Dependent variables were total number of alerts issued by each dog as reported by handlers in each search area. The correct score for each search area was 0. All alerts were false alerts.

The Institutional Review Board and Animal Care and Use Committee at the University of California at Davis approved this study, and all participants provided written consent.

Statistical analyses

Data were analyzed using SPSS Version 17.0.1. All analyses used a significance threshold of α < 0.05 (two-tailed). An omnibus mixed ANOVA was conducted to evaluate effects of day of testing (between groups) and condition (repeated measures) on number of alerts. To evaluate effects of handler influence and dog influence, data were also analyzed as a repeated measures 2 × 2 ANOVA [handler influence (yes/no) and dog influence (yes/no)]. Paired t tests were used to compare alerts between first and second runs of each condition. A chi-squared goodness of fit test compared clean runs (runs with no alerts) in unmarked and marked conditions. Within the MARKED NULL, UNMARKED DECOY and MARKED DECOY conditions, a log likelihood analysis was used to compare runs for which (1) alerts included either a marker or the unmarked decoy scent, (2) alerts did not include the marker or unmarked decoy scent and (3) no alerts were issued, followed by chi-squared goodness of fit tests to compare distribution of these within conditions.

Results

In order to evaluate effects of handler beliefs and expectation on detection dog performance, this study measured performance of 18 handler/dog teams in four separate search areas (NULL, MARKED NULL, UNMARKED DECOY, MARKED DECOY, described in “Materials and methods”). Each team ran each search area twice, for a total of 36 runs per condition (2 runs/team × 18 teams) and an overall total of 144 separate runs (4 search areas × 2 runs/team/area × 18 teams) (Fig. 1).

Fig. 1
figure 1

Alerts for each team across each condition for Run 1 (light bars; n = 18/condition) and Run 2 (dark bars; n = 18/condition)

Day of testing and condition group differences

Overall, because multiple alerts per team within a condition were possible, there were a total of 225 alerts issued. There were 21 (15%) clean runs and 123 (85%) runs with one or more alerts. The omnibus mixed ANOVA using the model “number of alerts = day of testing (between groups) + condition (within-subjects) + [day of testing * condition]” revealed no difference in mean alerts between teams running on the first and second days, F(1, 16) = 0.94, P = 0.35; no difference in mean alerts across conditions, F(3,48) = 0.09, P = 0.97; and no interaction, F(3, 48) = 0.63, P = 0.60. Data from both days were subsequently combined for further analysis. The repeated measures 2 × 2 factorial ANOVA found no main effect of human influence, F(1, 17) = 0.06, P = 0.81; no main effect of dog influence, F(1, 17) = 0.01, P = 0.93; and no interactions between human influence and dog influence, F(1, 17) = 0.01, P = 0.94.
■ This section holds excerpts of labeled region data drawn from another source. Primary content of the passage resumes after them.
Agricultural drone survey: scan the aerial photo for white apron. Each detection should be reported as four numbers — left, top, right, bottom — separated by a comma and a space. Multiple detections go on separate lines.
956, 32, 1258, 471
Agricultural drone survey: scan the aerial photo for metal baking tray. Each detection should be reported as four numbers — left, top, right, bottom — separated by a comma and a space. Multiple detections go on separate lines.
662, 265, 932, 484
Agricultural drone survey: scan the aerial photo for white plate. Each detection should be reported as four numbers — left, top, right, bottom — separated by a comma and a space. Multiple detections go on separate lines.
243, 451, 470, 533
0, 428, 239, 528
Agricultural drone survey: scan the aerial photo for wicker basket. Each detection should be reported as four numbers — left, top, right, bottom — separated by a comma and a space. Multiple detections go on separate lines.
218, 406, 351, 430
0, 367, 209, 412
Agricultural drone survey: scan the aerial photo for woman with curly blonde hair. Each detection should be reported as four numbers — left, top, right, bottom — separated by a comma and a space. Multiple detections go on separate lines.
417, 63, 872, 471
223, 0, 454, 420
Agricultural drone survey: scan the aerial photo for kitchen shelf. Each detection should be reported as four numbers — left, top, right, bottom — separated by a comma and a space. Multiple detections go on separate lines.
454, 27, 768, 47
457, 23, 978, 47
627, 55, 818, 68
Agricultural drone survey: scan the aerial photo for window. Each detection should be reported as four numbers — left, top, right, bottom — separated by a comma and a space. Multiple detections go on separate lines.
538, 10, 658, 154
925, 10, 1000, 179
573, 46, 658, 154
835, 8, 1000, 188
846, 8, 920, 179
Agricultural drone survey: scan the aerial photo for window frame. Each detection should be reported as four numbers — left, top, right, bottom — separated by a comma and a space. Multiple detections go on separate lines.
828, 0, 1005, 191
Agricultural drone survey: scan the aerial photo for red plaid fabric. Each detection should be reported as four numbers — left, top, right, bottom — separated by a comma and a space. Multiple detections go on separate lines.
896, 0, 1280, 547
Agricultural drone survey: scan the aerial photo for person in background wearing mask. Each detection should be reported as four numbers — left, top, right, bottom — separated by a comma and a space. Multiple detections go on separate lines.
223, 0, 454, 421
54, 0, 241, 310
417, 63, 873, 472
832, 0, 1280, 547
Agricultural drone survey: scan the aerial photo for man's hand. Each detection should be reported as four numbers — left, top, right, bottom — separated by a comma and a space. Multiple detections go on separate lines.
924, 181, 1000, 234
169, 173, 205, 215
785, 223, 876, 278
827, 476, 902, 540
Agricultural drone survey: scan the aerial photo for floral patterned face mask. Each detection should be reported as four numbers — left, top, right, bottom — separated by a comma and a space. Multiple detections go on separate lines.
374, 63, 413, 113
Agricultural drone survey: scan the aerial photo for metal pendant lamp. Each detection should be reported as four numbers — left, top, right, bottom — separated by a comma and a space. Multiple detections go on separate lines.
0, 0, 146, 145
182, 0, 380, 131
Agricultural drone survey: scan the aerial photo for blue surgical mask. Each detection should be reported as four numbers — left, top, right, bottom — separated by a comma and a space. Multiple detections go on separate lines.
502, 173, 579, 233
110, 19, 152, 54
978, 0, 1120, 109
First and second run differences

Within each condition, there was no difference in mean alerts between the first and second runs, except for NULL, where there were more alerts on the second run compared with the first run (paired t[17] = −2.83, P = 0.01).

Effect of marker on clean runs

Distribution of clean runs differed across unmarked and marked areas. There were more clean runs in unmarked areas (NULL and UNMARKED DECOY combined) (n = 15) than in marked areas (MARKED NULL and MARKED DECOY combined) (n = 6), Χ 2[1, 21] = 3.86, P = 0.05. In contrast, distribution of clean runs was not different across runs with and without decoy scent (NULL and MARKED NULL combined, n = 11, compared with UNMARKED DECOY and MARKED DECOY combined, n = 10), Χ 2[1, 21] = 0.05, P = 0.827.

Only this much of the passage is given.